Bereits die allererste Staffel wurde heftig kritisiert. So schrieb der Journalist Oliver Fuchs 2004 in der Süddeutschen Zeitung , die Show sei "menschenverachtend" und "die verkommenste TV-Sendung seit Menschengedenken". SPD-Politikerin Sabine Bätzing erklärte: "Das Frauenbild, das dem Publikum vermittelt wird, ist erschreckend und erinnert mich an den Kamelhandel."
Seit mittlerweile 15 Jahren hat Jahr für Jahr wieder ein Junggeselle (meist groß, muskulös, mit Dreitagebart) die Qual der Wahl: 2019 war Andrej Mangold der RTL-Bachelor, der sich unter 22 Frauen eine passende herauspicken konnte. Das hat er nun im Finale der aktuellen Staffel getan. Von den anfangs mehr als 20 Kandidatinnen hatten sich zwei bis dorthin gekämpft: die 25-jährige Jennifer "Jenny" Lange, Sport- und Gesundheitsmanagerin aus Bremen sowie die ein Jahr ältere Flugbegleiterin Evanthia "Eva" Benetatou aus Düsseldorf.
"Bachelor 2019": Das Finale läuft am Mittwochabend im TV
Im Fernsehen wird das Finale erst am Mittwochabend ausgestrahlt, über das Bezahlportal TV Now war die Folge bereits ab Dienstagabend abrufbar.
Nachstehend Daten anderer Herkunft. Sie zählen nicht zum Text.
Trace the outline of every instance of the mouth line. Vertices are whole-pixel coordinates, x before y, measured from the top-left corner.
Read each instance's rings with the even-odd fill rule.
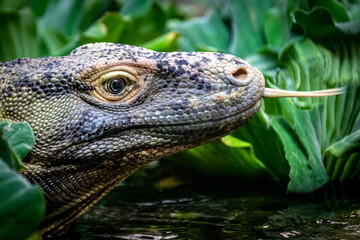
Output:
[[[261,98],[258,99],[257,101],[255,101],[253,104],[247,106],[245,109],[243,109],[242,111],[240,112],[235,112],[231,115],[228,115],[228,116],[224,116],[224,117],[219,117],[217,119],[209,119],[209,120],[206,120],[206,121],[200,121],[200,122],[196,122],[196,123],[189,123],[189,124],[185,124],[183,122],[179,122],[179,123],[174,123],[174,124],[164,124],[164,125],[147,125],[146,126],[146,129],[149,129],[149,128],[156,128],[156,127],[176,127],[176,126],[184,126],[184,127],[187,127],[187,126],[200,126],[200,125],[206,125],[206,124],[209,124],[209,123],[217,123],[217,122],[221,122],[221,121],[229,121],[230,123],[233,122],[232,119],[236,118],[236,117],[239,117],[241,116],[243,113],[245,113],[246,111],[248,110],[251,110],[253,109],[254,107],[256,108],[260,108],[260,104],[261,104]],[[258,105],[258,106],[257,106]],[[252,114],[251,116],[253,116],[255,114]],[[143,128],[141,126],[139,126],[140,128]]]
[[[211,117],[209,119],[201,119],[200,121],[193,122],[193,123],[186,123],[185,121],[184,122],[179,121],[177,123],[171,123],[171,124],[168,124],[168,123],[143,124],[143,125],[129,126],[127,128],[117,128],[115,130],[114,129],[108,130],[108,131],[105,130],[102,132],[102,134],[93,136],[92,139],[81,139],[81,140],[78,139],[78,141],[72,141],[71,145],[72,146],[81,145],[82,143],[88,142],[89,140],[96,141],[99,139],[104,139],[106,137],[114,137],[114,136],[121,134],[122,132],[132,131],[132,130],[147,130],[149,132],[172,134],[172,133],[176,132],[174,130],[184,132],[184,131],[194,131],[195,129],[200,130],[200,129],[206,129],[206,128],[212,128],[212,127],[215,128],[215,126],[221,127],[224,129],[226,129],[228,127],[232,128],[233,125],[238,125],[238,127],[239,127],[239,126],[243,125],[245,122],[247,122],[249,119],[251,119],[251,117],[254,116],[256,113],[245,114],[244,116],[246,116],[246,119],[241,120],[241,118],[243,117],[243,114],[246,113],[247,111],[250,111],[253,108],[259,109],[260,104],[261,104],[261,98],[257,99],[253,104],[247,106],[246,108],[242,109],[241,111],[235,111],[234,113],[231,113],[230,115],[227,115],[227,116],[218,116],[216,119],[211,119]],[[220,123],[220,122],[223,122],[223,123]],[[168,132],[166,132],[166,131],[168,131]],[[67,147],[65,147],[65,148],[67,148]]]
Dass RTL Inhalte schon vor der Ausstrahlung im Fernsehen auf dem Bezahlkanal TV Now zur Verfügung stellt, sei "für vereinzelte Formate der Fall, wo immer es möglich ist und Sinn macht", erklärt Sprecherin Mandy Berghoff.
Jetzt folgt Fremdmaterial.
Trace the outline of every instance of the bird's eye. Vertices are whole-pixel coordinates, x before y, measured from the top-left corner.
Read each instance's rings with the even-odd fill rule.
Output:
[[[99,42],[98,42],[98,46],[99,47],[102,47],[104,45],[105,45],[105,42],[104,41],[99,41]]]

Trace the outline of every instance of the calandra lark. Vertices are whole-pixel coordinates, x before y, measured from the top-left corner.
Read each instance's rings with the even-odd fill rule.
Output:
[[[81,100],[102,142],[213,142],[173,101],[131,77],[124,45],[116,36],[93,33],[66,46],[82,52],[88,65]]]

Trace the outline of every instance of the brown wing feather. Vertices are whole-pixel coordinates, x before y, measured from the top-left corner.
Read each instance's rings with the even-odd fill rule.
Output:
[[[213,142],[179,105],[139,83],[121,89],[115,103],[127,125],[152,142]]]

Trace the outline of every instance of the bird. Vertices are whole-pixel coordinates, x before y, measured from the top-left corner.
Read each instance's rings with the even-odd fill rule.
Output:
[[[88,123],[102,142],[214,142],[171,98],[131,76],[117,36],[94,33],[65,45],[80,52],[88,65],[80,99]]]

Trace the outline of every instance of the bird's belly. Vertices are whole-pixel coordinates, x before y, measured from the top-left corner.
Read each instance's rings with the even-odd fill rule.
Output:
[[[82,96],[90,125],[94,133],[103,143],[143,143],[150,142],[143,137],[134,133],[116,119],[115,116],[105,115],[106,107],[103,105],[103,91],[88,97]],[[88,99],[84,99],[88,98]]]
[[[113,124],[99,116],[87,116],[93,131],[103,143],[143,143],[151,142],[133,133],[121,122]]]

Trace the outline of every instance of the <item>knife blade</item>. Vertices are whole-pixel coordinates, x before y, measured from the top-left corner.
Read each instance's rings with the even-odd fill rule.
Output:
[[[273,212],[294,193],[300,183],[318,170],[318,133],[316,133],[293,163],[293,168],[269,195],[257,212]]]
Aller Kritik am Format zum Trotz ist das Finale erstaunlich nett - zumindest, bis zu einem bestimmten Punkt. Statt halbnackter, devoter Frauen, die sich im Kampf um den einen Mann gegenseitig Gemeinheiten an den Kopf werfen, bekommen die Zuschauer die ungemein sympathisch und bodenständig wirkenden Eltern des Bachelors zu sehen. Mutter Monika und Stiefvater Carsten sollen Andrej Mangold dabei helfen, die richtige Wahl zu treffen.
"Meine Mama ist mein bester Freund", erklärt der Bachelor, bevor die Treffen mit Jenny und Eva anstehen. Zuerst tritt Jennifer zur Familienvorstellung bei Andrejs Eltern an und bringt brav Blumen mit. Die erste Reaktion von Mama Monika: "Wow. Attraktive Frau." Stiefvater Carsten meint: "Angenehm unsicher, das finde ich sympathisch."
Bachelor-Mutter Monika trifft auf Finalistinnen Jenny und Eva
Im Vier-Augen-Gespräch möchte die Bachelor-Mutter dann das wissen, was sich wohl viele fragen, die die Show vor dem Fernseher und nicht als Teilnehmerin verfolgen: "War es nicht schlimm für dich zu wissen, dass es da noch so viele andere Frauen gibt?" Jenny überlegt kurz und antwortet dann: "Wir haben uns auch tagelang mal nicht gesehen. Dann habe ich von anderen Frauen gehört, dass sie ein schönes Date mit ihm hatten. Dann hat er die zweite geküsst, dann die dritte."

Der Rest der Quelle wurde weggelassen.